Colonial Grip

The latter half of the 20th century was good news for the colonised and independence was cherished as the most prized blessing. For some, however, even the 21st century could not bring the relishes of freedom. New Caledonia is one such territory. Colonised by France, it is a bitter reminder of the dark ages of imperialism. This week brewed trouble in the Pacific territory of Caledonia and France now has its forces deployed to check and put down the pro-freedom protests happening there. An attempt by France to enforce a new voting law in Caledonia is what has sparked the protests. Already sidelined by an inflow of French people, the local Kanak community wants freedom from France.

The colonial mindset and ways are all alike across the world. What India has tried to do in Occupied Kashmir is about an equal reflection of how France is seeking to give an impression of compliance and democracy in a territory that is nothing but under occupation against the will of the locals. But then what else can we expect from a country that supports Israel in keeping the status quo over Palestine? The curse of colonialism still survives for many communities and people around the world. If any spark of struggle ignites, the colony links it to one fast enemy and completely disregards the will of the people who inhabit that land.

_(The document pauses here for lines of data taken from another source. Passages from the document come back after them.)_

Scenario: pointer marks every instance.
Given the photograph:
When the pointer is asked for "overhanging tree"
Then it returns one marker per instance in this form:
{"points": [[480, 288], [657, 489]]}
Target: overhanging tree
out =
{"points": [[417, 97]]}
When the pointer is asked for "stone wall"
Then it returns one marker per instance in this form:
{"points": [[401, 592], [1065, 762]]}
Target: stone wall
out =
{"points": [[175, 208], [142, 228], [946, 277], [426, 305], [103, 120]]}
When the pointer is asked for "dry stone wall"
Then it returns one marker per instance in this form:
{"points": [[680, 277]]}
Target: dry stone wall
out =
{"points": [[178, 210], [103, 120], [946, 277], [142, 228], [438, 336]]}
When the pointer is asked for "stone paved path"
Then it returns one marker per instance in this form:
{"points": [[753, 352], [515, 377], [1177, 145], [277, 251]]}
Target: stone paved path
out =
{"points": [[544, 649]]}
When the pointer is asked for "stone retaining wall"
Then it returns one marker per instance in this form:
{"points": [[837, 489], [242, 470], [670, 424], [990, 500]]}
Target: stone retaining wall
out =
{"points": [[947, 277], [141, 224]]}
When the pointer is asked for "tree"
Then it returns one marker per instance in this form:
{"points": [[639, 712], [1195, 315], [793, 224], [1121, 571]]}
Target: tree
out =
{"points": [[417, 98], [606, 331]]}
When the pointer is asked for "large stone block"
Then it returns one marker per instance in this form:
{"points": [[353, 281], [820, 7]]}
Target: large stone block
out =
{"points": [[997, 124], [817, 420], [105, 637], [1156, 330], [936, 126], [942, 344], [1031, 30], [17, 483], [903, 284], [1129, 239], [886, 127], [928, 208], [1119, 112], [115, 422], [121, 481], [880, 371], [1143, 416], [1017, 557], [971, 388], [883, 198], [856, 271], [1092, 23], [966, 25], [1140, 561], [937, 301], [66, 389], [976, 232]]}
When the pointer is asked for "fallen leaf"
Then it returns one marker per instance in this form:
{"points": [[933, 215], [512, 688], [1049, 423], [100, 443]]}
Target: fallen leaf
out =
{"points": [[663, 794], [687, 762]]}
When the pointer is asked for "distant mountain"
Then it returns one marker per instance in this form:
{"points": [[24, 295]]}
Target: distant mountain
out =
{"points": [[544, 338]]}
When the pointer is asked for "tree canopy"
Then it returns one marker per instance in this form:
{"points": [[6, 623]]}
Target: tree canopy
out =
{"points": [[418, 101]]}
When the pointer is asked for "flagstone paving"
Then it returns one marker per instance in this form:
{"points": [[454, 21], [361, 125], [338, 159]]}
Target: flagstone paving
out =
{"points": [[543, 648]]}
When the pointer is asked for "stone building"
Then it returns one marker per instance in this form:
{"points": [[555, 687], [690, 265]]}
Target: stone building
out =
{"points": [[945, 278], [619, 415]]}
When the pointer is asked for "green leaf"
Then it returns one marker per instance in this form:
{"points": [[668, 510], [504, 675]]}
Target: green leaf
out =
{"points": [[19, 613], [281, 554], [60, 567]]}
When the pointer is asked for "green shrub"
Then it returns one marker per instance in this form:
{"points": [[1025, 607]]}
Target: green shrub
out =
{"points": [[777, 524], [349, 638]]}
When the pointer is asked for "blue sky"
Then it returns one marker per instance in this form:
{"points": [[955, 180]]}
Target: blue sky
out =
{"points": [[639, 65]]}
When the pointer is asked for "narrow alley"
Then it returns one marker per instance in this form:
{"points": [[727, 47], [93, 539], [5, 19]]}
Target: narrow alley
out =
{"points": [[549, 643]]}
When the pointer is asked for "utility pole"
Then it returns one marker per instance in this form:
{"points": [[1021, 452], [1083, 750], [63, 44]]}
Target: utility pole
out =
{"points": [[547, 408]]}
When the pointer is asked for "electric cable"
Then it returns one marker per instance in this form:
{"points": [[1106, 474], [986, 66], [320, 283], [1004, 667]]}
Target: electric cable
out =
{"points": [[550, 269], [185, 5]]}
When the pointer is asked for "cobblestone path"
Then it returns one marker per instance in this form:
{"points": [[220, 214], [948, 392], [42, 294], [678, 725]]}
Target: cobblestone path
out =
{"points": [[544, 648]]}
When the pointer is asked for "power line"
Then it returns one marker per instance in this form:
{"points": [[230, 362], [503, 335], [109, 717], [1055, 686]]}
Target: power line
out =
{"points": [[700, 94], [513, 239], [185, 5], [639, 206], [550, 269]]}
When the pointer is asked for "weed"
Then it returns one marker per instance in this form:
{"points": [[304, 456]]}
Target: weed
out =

In case of Caledonia, the blame rests with, 8700 miles away, Azerbaijan. Just because Baku has openly called out France’s colonisation of territories, the latter now links every freedom call to Baku. Azerbaijan itself claims the disputed, separated land of Nagorno Karabakh, over which two distinct blocs exist. One where India, France, and the West (generally) support Armenia and even have military ties. The other where Pakistan, China, and Turkey remain on Azerbaijan’s side.

Back to New Caledonia, the wave of protests is being seen by experts as stronger and more fierce than any in the recent past. Self-determination is a right the UN guarantees and the so-called civilised world respects but as it plays in real life, the respect for this right becomes a highly contested domain because the West mostly likes to live by its double standards. We have to watch if the Kanaks can, after all these years, break away from the colonial shackles weaved around them.